Theoretical study of the electronic structure of XCCP molecules (X = H, F, Cl, Br, I): carbene vs. phosphinidene

Abstract

The molecular and electronic structures of XCCP molecules, with X = H, F, Cl, Br and I, were investigated using both unrestricted and restricted CCSD(T), CASSCF/CASPT2 and B3LYP methods, with basis sets up to 6-311++G(3df,2p) and cc-pVTZ. Our results indicate that these molecules possess two distinct types of electronic structure, namely phosphinidene and carbene. The triplet phosphinidene is clearly favoured over the singlet carbene.
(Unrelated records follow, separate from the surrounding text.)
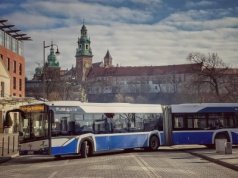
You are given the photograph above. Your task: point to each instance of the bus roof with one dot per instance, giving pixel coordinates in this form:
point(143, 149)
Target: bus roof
point(204, 107)
point(107, 107)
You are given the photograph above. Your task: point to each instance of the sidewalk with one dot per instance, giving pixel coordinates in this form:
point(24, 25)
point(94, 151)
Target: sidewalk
point(209, 154)
point(226, 160)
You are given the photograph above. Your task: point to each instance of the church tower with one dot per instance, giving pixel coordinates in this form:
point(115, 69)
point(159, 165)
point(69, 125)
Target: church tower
point(83, 55)
point(108, 59)
point(52, 69)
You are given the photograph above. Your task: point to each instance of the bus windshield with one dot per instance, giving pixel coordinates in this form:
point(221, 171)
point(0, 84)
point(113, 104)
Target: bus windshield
point(34, 126)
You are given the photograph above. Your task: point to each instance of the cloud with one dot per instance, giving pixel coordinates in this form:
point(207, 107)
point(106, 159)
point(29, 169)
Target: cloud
point(134, 34)
point(200, 3)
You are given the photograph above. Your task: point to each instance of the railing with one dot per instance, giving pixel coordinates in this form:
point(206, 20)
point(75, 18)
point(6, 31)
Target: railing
point(8, 144)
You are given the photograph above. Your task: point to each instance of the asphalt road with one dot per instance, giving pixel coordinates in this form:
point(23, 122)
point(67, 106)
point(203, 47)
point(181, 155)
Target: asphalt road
point(138, 164)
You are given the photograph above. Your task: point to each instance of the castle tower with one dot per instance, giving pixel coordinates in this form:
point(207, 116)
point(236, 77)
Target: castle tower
point(83, 55)
point(52, 65)
point(108, 59)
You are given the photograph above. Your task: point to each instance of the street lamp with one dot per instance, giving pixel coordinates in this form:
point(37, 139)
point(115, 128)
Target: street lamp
point(57, 53)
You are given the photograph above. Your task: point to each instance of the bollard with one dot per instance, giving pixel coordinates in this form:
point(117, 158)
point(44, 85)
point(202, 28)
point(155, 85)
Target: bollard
point(3, 146)
point(13, 144)
point(8, 144)
point(228, 148)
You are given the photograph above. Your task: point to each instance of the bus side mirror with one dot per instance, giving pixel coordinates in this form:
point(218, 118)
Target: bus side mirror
point(51, 116)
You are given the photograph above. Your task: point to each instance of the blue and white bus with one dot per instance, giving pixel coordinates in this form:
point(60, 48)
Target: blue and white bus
point(71, 127)
point(200, 123)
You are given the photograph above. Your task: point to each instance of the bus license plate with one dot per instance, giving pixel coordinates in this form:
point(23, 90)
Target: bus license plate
point(30, 152)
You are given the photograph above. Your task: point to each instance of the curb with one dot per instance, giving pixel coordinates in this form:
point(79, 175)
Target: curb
point(7, 158)
point(222, 163)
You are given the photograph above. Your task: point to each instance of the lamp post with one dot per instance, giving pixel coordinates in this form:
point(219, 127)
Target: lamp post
point(57, 52)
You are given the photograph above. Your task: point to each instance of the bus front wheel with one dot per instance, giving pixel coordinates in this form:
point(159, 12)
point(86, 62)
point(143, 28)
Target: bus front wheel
point(84, 150)
point(154, 143)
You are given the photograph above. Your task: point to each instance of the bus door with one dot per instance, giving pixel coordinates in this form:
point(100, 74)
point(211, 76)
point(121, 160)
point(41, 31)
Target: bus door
point(167, 125)
point(64, 125)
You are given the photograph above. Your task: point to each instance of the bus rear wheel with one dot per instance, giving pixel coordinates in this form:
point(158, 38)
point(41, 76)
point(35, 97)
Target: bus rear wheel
point(154, 143)
point(84, 150)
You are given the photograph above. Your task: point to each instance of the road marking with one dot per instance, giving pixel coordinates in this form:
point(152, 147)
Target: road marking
point(53, 174)
point(146, 167)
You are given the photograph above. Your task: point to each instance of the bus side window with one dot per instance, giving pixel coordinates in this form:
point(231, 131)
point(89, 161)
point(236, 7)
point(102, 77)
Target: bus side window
point(178, 122)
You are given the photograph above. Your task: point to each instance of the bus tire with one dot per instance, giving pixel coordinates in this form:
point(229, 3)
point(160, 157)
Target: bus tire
point(84, 150)
point(154, 143)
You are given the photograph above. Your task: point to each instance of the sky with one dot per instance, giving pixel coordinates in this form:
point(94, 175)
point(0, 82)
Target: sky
point(136, 32)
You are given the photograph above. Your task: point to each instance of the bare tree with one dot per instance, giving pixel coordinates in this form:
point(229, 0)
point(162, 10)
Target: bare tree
point(211, 77)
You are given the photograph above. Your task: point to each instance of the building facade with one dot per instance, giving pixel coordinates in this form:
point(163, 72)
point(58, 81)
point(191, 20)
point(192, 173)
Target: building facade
point(12, 56)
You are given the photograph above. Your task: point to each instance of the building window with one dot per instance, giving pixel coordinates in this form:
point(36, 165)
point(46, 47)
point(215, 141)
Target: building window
point(14, 66)
point(2, 89)
point(8, 63)
point(20, 69)
point(14, 83)
point(20, 84)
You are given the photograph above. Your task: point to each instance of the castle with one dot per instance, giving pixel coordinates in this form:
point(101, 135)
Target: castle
point(104, 82)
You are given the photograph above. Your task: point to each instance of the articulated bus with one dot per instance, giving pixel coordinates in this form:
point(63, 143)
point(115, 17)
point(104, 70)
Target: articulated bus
point(71, 127)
In the ethynyl-phosphinidene (X–CC–P) framework, both triplet and open-shell singlet states feature a linear geometry (3Σ−); the corresponding singlet–triplet energy gaps vary from 70 to 80 kJ mol−1. Except for the closed-shell singlet of HCCP which is also linear, the phosphaethynyl-halocarbenes (X–C–CP) are characterized by a bent form (1A′) with rather small barriers to linearity. The standard heats of formation (ΔfH° at 298.15 K) of the triplet phosphinidenes have been evaluated as follows (values in kJ mol−1): HCC–P, 421; FCC–P, 292; ClCC–P, 420; BrCC–P, 465; and ICC–P, 569.